The incident is likely to lead to serious questions for ITV chief executive Carolyn McCall. ITV said the episode featuring Mr Dymond

would be submitted for a review due to the ‘seriousnes­s of this event’. A spokesman said: ‘Everyone at ITV and The Jeremy Kyle Show is shocked and saddened at the news of the death of a participan­t in the show a week after the recording of the episode they featured in and our thoughts are with their family and friends.

‘ITV will not screen the episode in which they featured. Given the seriousnes­s of this event, ITV has also decided to suspend both filming and broadcasti­ng of The Jeremy Kyle Show with immediate effect in order to give it time to conduct a review of this episode of the show.

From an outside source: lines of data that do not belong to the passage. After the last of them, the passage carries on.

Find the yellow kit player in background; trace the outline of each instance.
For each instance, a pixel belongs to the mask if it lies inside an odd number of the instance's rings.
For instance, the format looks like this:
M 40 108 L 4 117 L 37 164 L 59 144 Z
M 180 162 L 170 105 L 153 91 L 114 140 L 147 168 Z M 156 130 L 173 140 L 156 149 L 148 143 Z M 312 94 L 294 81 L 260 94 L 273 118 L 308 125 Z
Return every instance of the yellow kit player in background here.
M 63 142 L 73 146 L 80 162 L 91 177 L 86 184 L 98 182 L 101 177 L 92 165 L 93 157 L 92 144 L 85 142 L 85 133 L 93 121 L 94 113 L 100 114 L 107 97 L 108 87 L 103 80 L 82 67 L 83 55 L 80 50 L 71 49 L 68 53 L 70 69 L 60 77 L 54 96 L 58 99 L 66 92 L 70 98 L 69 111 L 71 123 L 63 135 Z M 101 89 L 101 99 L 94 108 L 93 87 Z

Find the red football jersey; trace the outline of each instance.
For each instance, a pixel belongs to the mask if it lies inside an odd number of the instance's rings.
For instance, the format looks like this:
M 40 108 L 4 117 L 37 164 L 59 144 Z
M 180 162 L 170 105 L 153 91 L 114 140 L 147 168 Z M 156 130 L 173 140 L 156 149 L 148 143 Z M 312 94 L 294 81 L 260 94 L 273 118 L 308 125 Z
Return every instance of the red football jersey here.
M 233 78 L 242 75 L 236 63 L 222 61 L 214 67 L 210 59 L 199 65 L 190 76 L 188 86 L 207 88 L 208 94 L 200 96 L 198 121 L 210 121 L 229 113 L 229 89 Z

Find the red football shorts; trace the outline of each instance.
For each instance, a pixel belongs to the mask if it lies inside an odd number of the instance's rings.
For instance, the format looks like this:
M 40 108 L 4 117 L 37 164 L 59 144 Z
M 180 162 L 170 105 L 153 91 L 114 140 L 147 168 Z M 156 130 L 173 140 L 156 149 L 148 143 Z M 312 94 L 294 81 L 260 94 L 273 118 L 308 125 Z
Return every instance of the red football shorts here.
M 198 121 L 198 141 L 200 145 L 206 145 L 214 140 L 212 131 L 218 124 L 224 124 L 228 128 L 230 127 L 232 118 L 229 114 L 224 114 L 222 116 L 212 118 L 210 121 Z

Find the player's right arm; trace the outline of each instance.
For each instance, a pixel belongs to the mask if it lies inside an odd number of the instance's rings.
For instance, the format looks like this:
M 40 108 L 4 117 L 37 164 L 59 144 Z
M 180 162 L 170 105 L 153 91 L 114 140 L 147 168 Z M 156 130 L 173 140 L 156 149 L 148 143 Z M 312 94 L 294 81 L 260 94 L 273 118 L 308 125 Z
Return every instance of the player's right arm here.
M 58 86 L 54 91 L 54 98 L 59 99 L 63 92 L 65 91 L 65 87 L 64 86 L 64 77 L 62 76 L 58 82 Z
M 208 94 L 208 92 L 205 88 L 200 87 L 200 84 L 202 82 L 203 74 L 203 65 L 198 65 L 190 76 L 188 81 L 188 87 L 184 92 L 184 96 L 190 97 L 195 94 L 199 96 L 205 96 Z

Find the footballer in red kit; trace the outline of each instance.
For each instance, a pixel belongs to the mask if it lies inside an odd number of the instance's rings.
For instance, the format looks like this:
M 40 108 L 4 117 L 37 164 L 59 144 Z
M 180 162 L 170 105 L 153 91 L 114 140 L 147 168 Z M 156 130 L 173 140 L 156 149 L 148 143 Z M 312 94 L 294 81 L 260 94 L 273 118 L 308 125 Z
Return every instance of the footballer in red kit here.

‘The Jeremy Kyle Show has significan­t and detailed duty of care processes in place for contributo­rs pre-, during and post- show which have been built up over 14 years. We are reviewing this episode and not making any further comment until this review is complete.’

A source added that Mr Dymond was ‘calm and collected’ when he left the show and that he had not been ordered off the stage.

A spokesman from Hampshire Police said last night: ‘I can confirm that we were called at 1.24pm on Thursday 9 May following the discovery of a body of a man in his 60s at an address in Portsmouth.

‘The death is not being treated as suspicious and a file is being prepared for the coroner.’